No, no justifico la brutalidad israelí. Pero tampoco puedo callar la perversión de un sistema que convierte la infancia en arma política. La frontera es solo un invento del poder; lo humano no conoce líneas divisorias. Los niños, todos, tienen derecho a ser niños y no carne de cañón.
Los cementerios están llenos de esa ilusión de que la muerte resuelve algo. Pero la muerte nunca ha sido solución: solo perpetúa la ambición de quienes necesitan sostenerse en el poder.
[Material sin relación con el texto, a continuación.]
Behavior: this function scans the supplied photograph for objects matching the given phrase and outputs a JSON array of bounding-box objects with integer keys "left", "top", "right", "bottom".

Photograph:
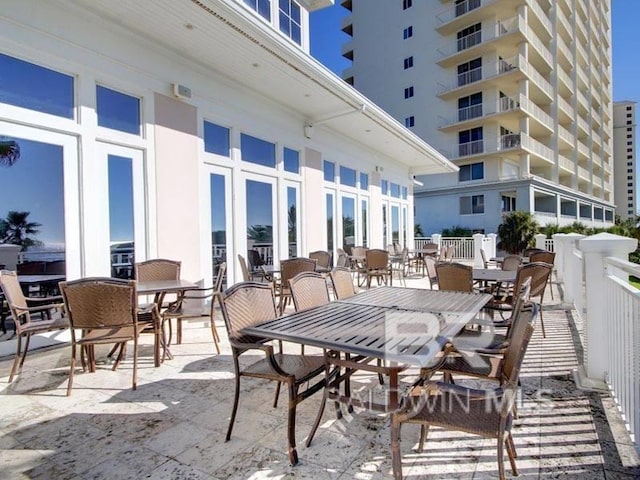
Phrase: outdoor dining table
[
  {"left": 136, "top": 279, "right": 198, "bottom": 367},
  {"left": 243, "top": 287, "right": 491, "bottom": 416}
]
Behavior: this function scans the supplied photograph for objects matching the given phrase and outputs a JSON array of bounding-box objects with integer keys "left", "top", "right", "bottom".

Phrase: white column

No son días para la tibieza. Pérez Galdós, en boca de Cela, podría decir “a mí eso ni fu ni fa” en La colmena. Pero hoy no podemos responder así. Hoy el verdadero abismo está entre quienes se alimentan del odio y quienes se alimentan del amor. Y elegir uno u otro lado no es una metáfora: es una decisión vital.
Por eso vuelvo al pequeño —aunque inmenso— libro del padre Ramón Cué, Mi Cristo Roto. Allí, en ese diálogo íntimo con la imagen destrozada, el autor descubre que cada fragmento del Cristo herido nos llama a repararlo en los pobres, en los enfermos, en los marginados.
Y al escribir estas líneas, me encontré con mi propio Cristo roto, a la entrada de mi casa, al que le falta el rostro. Tal vez para recordarme que necesito aprender a mirar el mundo con su mirada.